Apparently a feature of the show was Wendy going over the recent news, with the studio audience applauding, cheering, or booing as prompted by Wendy. Her first news item was on Therese Patricia Okoumou, the woman who climbed to the foot of the Statue of Liberty yesterday to protest our nation’s immigration practices.
Wendy didn’t mention Okoumou’s name. What she focused on what that the tourists who’d come to visit the Statue of Liberty on the Fourth of July were blocked by the police response. Her chief criticism was for the guards who had let Okoumou through so she could stage her protest.
My first reaction was, “Wendy, you sold your soul to Fox.” Wendy, the bulk of her audience, and Okoumou are all People of Color.
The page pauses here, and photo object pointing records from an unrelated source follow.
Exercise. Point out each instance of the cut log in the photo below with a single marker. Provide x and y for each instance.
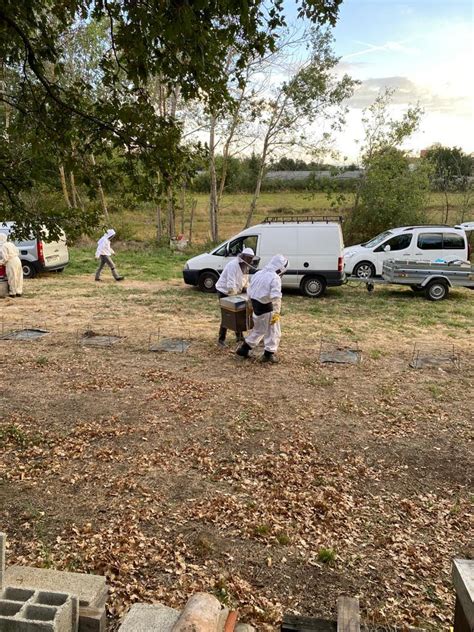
(200, 614)
(348, 618)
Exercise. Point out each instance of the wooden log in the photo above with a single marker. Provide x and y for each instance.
(298, 623)
(200, 614)
(348, 618)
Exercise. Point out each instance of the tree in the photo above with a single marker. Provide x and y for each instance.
(452, 170)
(184, 44)
(391, 192)
(312, 93)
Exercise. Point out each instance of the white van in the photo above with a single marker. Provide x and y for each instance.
(426, 243)
(37, 255)
(314, 248)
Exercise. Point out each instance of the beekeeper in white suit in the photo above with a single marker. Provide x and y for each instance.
(265, 293)
(234, 280)
(10, 258)
(104, 253)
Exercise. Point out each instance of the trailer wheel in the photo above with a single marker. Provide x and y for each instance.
(436, 290)
(207, 281)
(29, 270)
(313, 287)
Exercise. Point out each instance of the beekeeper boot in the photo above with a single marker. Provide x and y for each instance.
(244, 350)
(269, 357)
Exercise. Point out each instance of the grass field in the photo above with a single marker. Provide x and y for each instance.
(140, 224)
(275, 488)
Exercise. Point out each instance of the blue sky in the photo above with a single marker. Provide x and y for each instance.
(422, 48)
So are the children being held in cages, along with their parents who are trying to escape the violence of their home nations.
I feel empathy for those imprisoned people, not only for their own circumstances, but from memories of similar experiences of the Jews in the time of the Holocaust. I asked myself what happened to the empathy of Wendy and her audience.
My second reaction was born entirely from having watched the musical 1776 the previous night:
John Adams: This is a revolution, dammit! We’re going to have to offend SOMEbody!
It’s a darn shame that some tourists were inconvenienced by Okoumou’s protest. I think the families being torn apart are even more inconvenienced. And traumatized. And living in fear.
It is my hope that Therese Patricia Okoumou and her compatriots will still keep trying to climb that statue. They’ll reach the top of Liberty someday.